405b should have been on the leaderboard on the day it was released.
Goes for any model released by Mistral Facebook Google etc, big or small
"we hear your suggestion and disregard it" is a fine response
Thank you for your feedback. We understand your desire for a more curated approach focusing on models from key organisations like Meta, Mistral, and Google. We strive to add significant models as quickly as possible, but immediate addition on release day isn't always possible, especially for large models requiring extensive computational resources.
We balance various factors including community interest, resource availability, and technical complexity when prioritising model evaluations.

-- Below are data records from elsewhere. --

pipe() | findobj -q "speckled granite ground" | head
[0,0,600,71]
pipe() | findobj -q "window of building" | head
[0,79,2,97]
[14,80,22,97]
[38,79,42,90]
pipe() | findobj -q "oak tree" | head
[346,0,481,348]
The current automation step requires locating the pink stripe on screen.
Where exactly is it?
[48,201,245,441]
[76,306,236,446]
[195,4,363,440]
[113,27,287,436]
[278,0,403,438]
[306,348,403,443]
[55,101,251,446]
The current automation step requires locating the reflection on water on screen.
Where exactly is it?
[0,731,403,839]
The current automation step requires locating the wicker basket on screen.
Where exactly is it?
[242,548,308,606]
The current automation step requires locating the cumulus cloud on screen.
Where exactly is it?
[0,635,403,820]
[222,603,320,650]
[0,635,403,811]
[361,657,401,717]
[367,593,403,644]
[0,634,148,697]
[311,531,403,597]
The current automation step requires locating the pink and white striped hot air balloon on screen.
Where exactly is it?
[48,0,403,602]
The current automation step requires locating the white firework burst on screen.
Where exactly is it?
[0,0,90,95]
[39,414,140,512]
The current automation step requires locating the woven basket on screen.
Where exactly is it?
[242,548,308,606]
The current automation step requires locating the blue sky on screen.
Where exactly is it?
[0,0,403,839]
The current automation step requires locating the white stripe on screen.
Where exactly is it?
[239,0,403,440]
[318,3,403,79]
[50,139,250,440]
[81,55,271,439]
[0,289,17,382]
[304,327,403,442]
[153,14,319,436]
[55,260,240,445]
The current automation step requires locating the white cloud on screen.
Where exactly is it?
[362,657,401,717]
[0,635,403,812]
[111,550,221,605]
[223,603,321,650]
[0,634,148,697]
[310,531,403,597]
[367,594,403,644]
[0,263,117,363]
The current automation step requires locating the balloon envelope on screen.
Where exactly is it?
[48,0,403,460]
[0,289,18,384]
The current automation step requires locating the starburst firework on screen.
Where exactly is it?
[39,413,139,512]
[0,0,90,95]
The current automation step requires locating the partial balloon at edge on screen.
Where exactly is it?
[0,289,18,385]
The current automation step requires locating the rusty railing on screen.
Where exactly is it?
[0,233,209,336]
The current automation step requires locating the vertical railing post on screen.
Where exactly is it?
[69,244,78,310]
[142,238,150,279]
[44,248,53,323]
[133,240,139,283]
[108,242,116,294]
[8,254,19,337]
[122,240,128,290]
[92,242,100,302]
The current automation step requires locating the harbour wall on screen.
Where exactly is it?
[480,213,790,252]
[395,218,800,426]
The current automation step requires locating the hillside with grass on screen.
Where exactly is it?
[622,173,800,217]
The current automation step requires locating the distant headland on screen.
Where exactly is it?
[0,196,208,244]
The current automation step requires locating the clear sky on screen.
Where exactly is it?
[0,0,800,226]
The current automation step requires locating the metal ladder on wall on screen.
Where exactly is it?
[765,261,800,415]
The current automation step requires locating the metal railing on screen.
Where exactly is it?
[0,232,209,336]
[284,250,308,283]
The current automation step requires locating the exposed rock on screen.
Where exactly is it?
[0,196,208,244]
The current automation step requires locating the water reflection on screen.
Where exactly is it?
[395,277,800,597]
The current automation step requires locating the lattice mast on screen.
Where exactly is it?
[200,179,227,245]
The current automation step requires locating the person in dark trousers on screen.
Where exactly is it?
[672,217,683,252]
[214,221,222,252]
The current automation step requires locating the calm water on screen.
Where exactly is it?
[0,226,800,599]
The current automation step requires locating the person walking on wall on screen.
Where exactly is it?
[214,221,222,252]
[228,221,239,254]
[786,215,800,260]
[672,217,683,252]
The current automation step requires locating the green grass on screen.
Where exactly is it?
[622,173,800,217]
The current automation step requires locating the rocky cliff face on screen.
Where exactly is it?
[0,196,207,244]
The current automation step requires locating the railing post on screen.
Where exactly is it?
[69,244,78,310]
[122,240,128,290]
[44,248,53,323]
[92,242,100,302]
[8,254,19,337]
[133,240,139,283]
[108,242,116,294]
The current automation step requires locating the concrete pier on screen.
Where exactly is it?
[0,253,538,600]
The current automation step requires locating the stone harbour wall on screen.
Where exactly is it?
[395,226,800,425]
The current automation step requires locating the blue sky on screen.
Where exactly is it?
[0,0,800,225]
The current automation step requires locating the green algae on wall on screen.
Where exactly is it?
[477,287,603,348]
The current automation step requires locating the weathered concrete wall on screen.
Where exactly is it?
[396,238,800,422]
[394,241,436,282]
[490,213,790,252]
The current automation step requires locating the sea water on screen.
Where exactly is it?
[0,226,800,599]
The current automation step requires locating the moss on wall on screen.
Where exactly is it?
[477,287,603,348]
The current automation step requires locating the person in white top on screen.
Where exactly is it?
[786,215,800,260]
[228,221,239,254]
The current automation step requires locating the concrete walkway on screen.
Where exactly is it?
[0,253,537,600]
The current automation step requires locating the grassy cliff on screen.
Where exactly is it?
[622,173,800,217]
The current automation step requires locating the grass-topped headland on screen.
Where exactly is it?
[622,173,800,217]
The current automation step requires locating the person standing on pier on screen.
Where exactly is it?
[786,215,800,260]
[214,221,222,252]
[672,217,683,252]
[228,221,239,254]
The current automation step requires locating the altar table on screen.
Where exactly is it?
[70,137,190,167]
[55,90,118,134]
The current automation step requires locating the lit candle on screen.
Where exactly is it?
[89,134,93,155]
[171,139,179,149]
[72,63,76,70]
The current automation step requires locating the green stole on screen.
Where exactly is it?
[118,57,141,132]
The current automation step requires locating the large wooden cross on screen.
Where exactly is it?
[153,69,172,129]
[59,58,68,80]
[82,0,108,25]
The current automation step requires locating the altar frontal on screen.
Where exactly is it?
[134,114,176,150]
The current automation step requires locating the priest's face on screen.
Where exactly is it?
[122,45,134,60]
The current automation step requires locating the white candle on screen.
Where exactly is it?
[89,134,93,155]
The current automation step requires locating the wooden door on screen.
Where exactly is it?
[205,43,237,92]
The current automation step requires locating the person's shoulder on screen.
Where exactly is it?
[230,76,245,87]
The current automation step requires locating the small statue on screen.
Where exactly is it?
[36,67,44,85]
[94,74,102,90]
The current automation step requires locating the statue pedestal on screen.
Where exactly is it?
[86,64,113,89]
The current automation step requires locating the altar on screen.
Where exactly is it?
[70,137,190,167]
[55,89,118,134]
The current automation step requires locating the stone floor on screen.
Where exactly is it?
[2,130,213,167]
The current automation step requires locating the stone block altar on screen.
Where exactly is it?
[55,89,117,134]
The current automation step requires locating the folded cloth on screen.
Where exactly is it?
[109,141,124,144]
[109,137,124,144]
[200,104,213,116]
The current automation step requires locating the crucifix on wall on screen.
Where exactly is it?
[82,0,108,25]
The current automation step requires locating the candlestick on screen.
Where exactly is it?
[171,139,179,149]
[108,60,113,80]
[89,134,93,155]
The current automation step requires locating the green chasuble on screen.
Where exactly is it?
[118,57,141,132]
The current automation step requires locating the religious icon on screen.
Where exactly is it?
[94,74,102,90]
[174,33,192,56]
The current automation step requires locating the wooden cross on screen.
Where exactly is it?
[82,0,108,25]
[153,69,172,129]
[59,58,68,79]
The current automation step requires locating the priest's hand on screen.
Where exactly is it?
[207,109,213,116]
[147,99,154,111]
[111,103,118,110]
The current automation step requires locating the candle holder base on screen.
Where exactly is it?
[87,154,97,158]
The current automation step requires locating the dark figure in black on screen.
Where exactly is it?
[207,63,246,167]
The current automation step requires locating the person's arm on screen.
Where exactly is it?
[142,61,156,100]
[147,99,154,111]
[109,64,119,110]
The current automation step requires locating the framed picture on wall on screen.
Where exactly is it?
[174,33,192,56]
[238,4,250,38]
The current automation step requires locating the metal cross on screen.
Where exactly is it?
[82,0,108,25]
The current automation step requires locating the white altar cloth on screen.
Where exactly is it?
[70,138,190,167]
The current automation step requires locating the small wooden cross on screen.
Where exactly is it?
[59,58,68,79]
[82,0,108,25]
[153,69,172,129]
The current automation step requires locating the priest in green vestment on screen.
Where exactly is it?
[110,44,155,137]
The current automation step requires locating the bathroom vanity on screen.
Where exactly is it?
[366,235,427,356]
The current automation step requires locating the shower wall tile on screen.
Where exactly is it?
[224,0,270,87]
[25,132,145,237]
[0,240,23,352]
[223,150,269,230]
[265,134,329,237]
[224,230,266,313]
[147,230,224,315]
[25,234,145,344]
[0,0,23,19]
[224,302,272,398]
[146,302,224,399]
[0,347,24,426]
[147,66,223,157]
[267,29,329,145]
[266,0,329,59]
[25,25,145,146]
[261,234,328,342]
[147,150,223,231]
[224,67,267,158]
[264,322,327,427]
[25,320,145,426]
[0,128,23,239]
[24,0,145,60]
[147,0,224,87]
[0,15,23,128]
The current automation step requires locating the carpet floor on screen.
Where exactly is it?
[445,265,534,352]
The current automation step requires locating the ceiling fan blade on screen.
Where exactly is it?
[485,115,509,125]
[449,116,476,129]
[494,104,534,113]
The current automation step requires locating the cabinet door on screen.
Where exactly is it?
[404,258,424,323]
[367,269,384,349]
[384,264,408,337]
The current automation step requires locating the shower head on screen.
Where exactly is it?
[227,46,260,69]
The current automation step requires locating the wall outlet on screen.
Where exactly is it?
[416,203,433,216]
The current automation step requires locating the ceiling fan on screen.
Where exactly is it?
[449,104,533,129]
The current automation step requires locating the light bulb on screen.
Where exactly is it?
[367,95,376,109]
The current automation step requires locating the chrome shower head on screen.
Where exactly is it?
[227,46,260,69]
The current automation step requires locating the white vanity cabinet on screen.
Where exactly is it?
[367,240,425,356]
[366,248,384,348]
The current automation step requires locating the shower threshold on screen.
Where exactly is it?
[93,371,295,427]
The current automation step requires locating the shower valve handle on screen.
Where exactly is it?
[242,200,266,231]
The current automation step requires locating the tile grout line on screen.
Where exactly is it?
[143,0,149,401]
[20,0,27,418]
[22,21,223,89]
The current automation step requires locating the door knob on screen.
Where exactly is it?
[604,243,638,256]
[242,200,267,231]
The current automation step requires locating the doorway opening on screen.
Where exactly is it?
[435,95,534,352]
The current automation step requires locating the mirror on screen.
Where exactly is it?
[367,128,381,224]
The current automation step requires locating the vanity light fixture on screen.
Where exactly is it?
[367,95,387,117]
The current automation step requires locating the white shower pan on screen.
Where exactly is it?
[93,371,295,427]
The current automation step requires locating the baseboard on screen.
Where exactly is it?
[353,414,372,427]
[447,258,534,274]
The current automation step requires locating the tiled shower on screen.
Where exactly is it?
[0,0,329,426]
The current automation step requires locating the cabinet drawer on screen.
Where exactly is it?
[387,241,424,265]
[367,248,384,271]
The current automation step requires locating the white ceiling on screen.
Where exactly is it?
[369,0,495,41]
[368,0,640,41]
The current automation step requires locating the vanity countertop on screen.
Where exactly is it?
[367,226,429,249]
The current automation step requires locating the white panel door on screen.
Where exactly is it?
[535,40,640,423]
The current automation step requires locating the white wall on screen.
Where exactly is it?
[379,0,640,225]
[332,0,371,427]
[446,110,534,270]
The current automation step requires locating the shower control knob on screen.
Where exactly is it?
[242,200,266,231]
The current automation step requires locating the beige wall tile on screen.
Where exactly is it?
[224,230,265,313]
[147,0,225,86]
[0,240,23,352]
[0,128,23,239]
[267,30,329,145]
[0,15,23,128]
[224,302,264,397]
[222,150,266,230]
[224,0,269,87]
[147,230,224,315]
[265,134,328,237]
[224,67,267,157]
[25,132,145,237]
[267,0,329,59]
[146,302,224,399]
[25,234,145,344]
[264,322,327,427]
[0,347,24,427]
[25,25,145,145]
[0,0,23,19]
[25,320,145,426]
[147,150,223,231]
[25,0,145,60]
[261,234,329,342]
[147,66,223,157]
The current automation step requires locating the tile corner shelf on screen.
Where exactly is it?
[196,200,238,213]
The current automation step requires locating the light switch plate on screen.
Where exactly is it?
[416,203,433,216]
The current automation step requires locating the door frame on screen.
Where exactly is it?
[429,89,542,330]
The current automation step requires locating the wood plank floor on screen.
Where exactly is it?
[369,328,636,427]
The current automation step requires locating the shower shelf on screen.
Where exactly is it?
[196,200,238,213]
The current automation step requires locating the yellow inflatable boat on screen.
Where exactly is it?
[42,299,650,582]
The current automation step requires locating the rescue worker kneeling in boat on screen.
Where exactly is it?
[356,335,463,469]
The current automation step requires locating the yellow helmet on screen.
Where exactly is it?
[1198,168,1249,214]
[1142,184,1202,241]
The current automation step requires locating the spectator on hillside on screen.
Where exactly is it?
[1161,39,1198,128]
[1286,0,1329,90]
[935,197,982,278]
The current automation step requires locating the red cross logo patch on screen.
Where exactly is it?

If there are specific models you believe should be prioritised, we encourage you to open discussions about them. Community feedback will help us to measure interest and allocate our resources effectively.
We appreciate your engagement with the Leaderboard and are committed to making it as useful and comprehensive as possible within our constraints.
Ok well this is a business vision and prioritization issue, not a resources issue, you certainly have the resources to run evals on the 1-2 top open weights models that come out each month. (Especially when they legit compete with OpenAI and Claude). If that's not important enough to warrant prioritized evaluation then the community frankly needs a new leaderboard.
You don't need to write me back I'm just venting at this point.
I will go ahead and create a new leaderboard that implements exactly yours but actually evals all the new hot models as they come out rather than months later. @clem
@ehartford The Leaderboard is curated:
You're just not the curator,
We are,
Regards,
- Everybody voting on the Leaderboard, also known as: The Community
(including me)
So save yourself some compute for another leaderboard, the community can decide on their own.
great comeback, that'll teach me. Cheers.